Georgius Agricola claimed that Strato wrote a book on the subject of metallic arts called De Machinis Metallicis.

==Modern influence==
Strato's name meant little in the Middle Ages and the Renaissance. However, in the 17th century, his name suddenly became famous due to the supposed similarities between his system and the pantheistic views of Spinoza. In his 1678 attack on atheism, Ralph Cudworth designated Strato's system as one of four types of atheism and in doing so, coined the term hylozoism to describe any system where primitive matter is endowed with a life force. These ideas reached Pierre Bayle, who adopted Strato and 'Stratonism' as key components of his own philosophy. In his Continuation des Pensées diverses, published in 1705, Stratonism became the most important ancient equivalent of Spinozism. For Bayle, Strato had made everything to follow a fixed order of necessity, with no innate good or bad in the universe; the universe was not regarded as a living thing with intelligence or intent, and there is no other divine power but nature. As the third head of the Peripatetic School in Greece, Strato also taught Aristarchus of Samos, who went on to present the first known heliocentric model as an alternative hypothesis to the then-acknowledged model of geocentrism. The heliocentric model situated the Sun at the center of the universe, unlike geocentrism which placed the Earth at the center of the universe. This Aristarchus had a significant impact on philosophers and scientists during the Hellenistic era of philosophy and science, and also later scholars, namely Copernicus and Kepler.

== List of works ==
The list of his works is given by Diogenes Laërtius.
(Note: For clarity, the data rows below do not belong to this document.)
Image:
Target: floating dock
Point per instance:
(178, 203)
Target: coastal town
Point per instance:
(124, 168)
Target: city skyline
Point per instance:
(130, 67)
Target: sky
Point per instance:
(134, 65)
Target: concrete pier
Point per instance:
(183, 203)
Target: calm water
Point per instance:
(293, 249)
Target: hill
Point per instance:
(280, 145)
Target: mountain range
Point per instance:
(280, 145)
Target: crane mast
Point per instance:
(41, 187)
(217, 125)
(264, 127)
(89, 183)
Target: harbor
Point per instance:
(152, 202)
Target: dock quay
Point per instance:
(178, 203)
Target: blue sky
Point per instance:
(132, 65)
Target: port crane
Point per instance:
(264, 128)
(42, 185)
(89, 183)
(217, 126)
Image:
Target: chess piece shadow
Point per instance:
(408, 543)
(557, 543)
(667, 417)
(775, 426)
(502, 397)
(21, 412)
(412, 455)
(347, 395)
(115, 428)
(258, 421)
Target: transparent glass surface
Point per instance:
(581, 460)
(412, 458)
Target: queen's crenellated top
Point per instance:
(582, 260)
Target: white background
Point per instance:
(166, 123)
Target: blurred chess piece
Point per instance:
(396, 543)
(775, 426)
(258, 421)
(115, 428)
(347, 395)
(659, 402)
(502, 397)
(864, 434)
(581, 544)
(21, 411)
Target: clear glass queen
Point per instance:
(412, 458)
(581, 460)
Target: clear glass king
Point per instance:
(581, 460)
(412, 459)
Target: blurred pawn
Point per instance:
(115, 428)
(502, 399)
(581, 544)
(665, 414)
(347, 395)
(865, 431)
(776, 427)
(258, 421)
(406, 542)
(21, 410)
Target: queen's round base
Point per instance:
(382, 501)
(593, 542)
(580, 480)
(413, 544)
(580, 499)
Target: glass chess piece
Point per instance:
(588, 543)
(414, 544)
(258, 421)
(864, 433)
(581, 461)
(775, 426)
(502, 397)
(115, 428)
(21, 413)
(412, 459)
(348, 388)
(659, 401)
- Of Kingship, three books.
- Of Justice, three books.
- Of the Good, three books.
- Of the Gods, three books.
- On First Principles, three books.
- On Various Modes of Life.
- Of Happiness.
- On the Philosopher-King.
- Of Courage.
- On the Void.
- On the Heaven.
- On the Wind.
- Of Human Nature.
- On the Breeding of Animals.
- Of Mixture.
- Of Sleep.
- Of Dreams.
- Of Vision.
- Of Sensation.
- Of Pleasure.
- On Colours.
- Of Diseases.
- Of the Crises in Diseases.
- On Faculties.
- On Mining Machinery.
- Of Starvation and Dizziness.
- On the Attributes Light and Heavy.
- Of Enthusiasm or Ecstasy.
- On Time.
- On Growth and Nutrition.
- On Animals the existence of which is questioned.
- On Animals in Folk-lore or Fable.
- Of Causes.
- Solutions of Difficulties.
- Introduction to Topics.
- Of Accident.
- Of Definition.
- On difference of Degree.
- Of Injustice.
- Of the logically Prior and Posterior.
- Of the Genus of the Prior.
- Of the Property or Essential Attribute.
- Of the Future.
- Examinations of Discoveries, in two books.
- Lecture-notes, Diogenes adds that its authorship is disputed.
- Letters beginning "Strato to Arsinoë greeting."